Fungsi struktur dalam sebuah organisasi adalah memberikan informasi kepada seluruh manusia yang menjadi anggotanya untuk mengetahui kegiatan atau pekerjaan yang harus ia kerjakan, berkonsultasi atau bertanggung jawab kepada siapa, sehingga proses kerjasama menuju pencapaian tujuan organisasi dapat terwujud sesuai dengan perencanaan yang telah ditetapkan sebelumnya.

B. Batasan Masalah
1.  Bagaimana bentuk struktur organisasi…?
2.  Bagaimana level struktur organisasi…?
3.  Bagaimana Elemen-elemen Struktur Organisasi…?
BAB II
PEMBAHASAN


A.  Struktur Organisasi
Berdasarkan pola hubungan kerja dan aktivitas, wewenang serta tanggungjawab, maka bentuk-bentuk organisasi dibedakan sebagai berikut
1.  Struktur Organisasi Lini
Organisasi bentuk garis di ciptakan oleh Henry Fayol. Pada struktur organisasi ini, wewenang dari atasan disalurkan secara vertikal kepada bawahan. Begitu juga sebaliknya, pertanggungjawaban dari bawahan secara langsung di tujukan kepada ataan yang memberi perintah. Umumnya organisasi yang memakai struktur ini adalah organisasi yang masih kecil, jumlah karyawannya sedikit dan spesialisasi kerjanya masih sederhana.

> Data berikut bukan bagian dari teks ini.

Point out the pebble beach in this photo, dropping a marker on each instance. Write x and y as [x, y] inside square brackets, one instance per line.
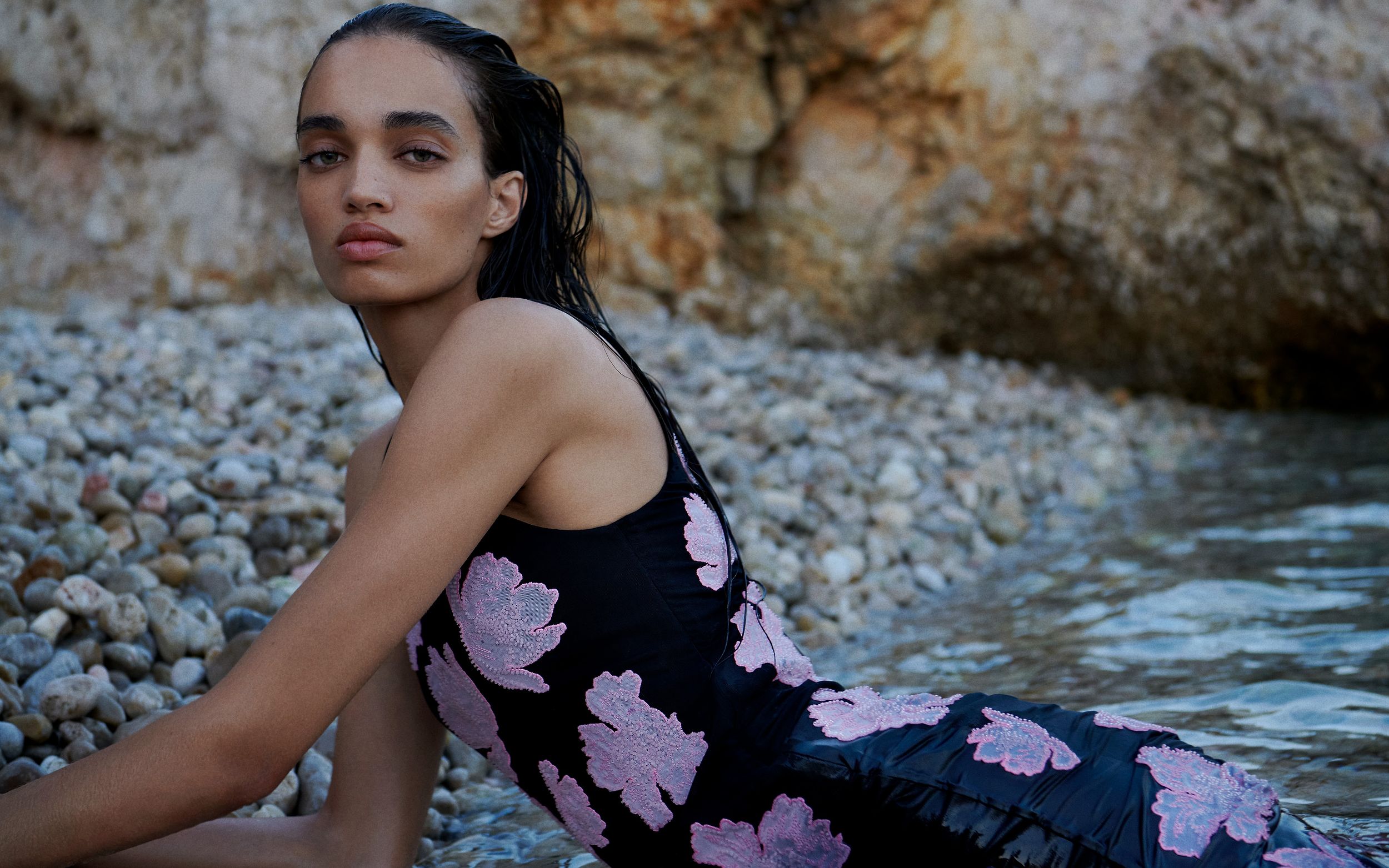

2.  Struktur Organisasi Fungsional
Struktur organisasi fungsional diciptakan oleh F.W.Taylor. Struktur ini berawal dari konsep adanya pimpinan yang tidak mempunyai bawahan yang jelas dan setiap atasan mempunyai wewenang memberi perintah kepada setiap bawahan, sepanjang ada hubunganya dengan fungsi atasan tersebut. Setiap pegawai mempunyai pengawas lebih dari satu orang atasan yang berberda-beda.

3.  Struktur Oranisasi Garis dan Staf
Struktur organisasi ini merupakan struktur organisasi gabungan yang di kembangkan oleh Harrington Emerson. Struktur ini umumnya di gunakan oleh organisasi yang besar, daerah kerja luas, bidang tugas yang beraneka ragam dan jumlah bawahan yang banyak sehingga pimpinan tidak bisa bekerja sendiri, melainkan memerlukan bantuan staf. Staf adalorang ahli dalam bidang tertentu yang bertugas memberi nasihat dan saran kepada pimpinan dalam organisasi tersebut.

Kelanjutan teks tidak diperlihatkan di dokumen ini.